Al Chou wrote:
So I pulled out Herr Pietschmann's Brent method class and tested it, and it
threw an exception telling me, "Possibly multiple zeros in interval or ill
conditioned function."

Caused by an incomplete and much too naive implementation. I have now a real implementation of Brent (Brent-Dekker) ready and could try to submit a patch over the weekend.

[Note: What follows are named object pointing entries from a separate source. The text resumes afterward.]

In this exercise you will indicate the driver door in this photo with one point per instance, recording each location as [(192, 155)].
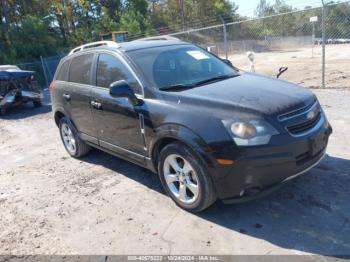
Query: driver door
[(117, 121)]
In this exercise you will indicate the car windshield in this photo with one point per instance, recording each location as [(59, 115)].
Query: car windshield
[(8, 67), (180, 66)]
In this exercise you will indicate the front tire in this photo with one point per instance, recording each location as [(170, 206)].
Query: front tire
[(73, 144), (184, 179)]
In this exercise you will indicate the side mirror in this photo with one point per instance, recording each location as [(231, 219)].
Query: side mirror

 - It's easy to outsmart yourself and create code that's too finicky for
non-numericist users.

Non-numericists (or whatever) tend to underestimate the traps in numericals calculation because the vast majority of the problems behave well with modern algorithms most of the time. Unfortunately, unforseen misbehaviour tends to come up at the worst possible time, often with the user barely noticing that something was wrong. In particular for root finding: - The function for which a zero is sought could be implemented badly, with excessive round-off error and/or bit-cancellation, like naive evaluation of dense high order polynominals. This may significantly displace the zero point, and it often leads to multiple numerical roots where only one was analytically expected. - The function may be inherently or numerically ill conditioned, like x*sin(1/x) near zero or ((x-1)^1000)*x^50 for a 50 bit mantissa. - It's hard to know in advance when to trade the performance for robustnesss. A criterium for root finders is how often the function is evaluated, and it is generally assumed this is a expensive compared to any calculation the solver could make. This can make a difference between bisection, which gives a bit per evaluation and needs ~53 iterations for an improvement of 10E-16 in accuracy, whether the function is well behaved or not, and Newton, which ideally doubles the correct bits per evaluation and needs ~5 iterations (evaluating of *two* functions) for a 10E-16 improvement. Obviously, if accuracy matters and function evaluation is slow, fast algorithms are hard to avoid but precisely defining the necessary accuracy and telling what is "slow" can be time consuming and hair-rising. - Detailed knowledge about the function (and other aspects of the problem) beats all kind of clever guesses by sophisitcated solving engines all the time. Most algorithms are only really robust if you can provide a bracket for the zero. For general functions, this is as hard or harder than nailing down the root itself. If you know the function has a smooth second derivative and no zero in the first derivative in a certain interval (like x>1) just use newton, if necessary with a numerical derivative, or the secant method without bracketing and you'll get your root, if it exists.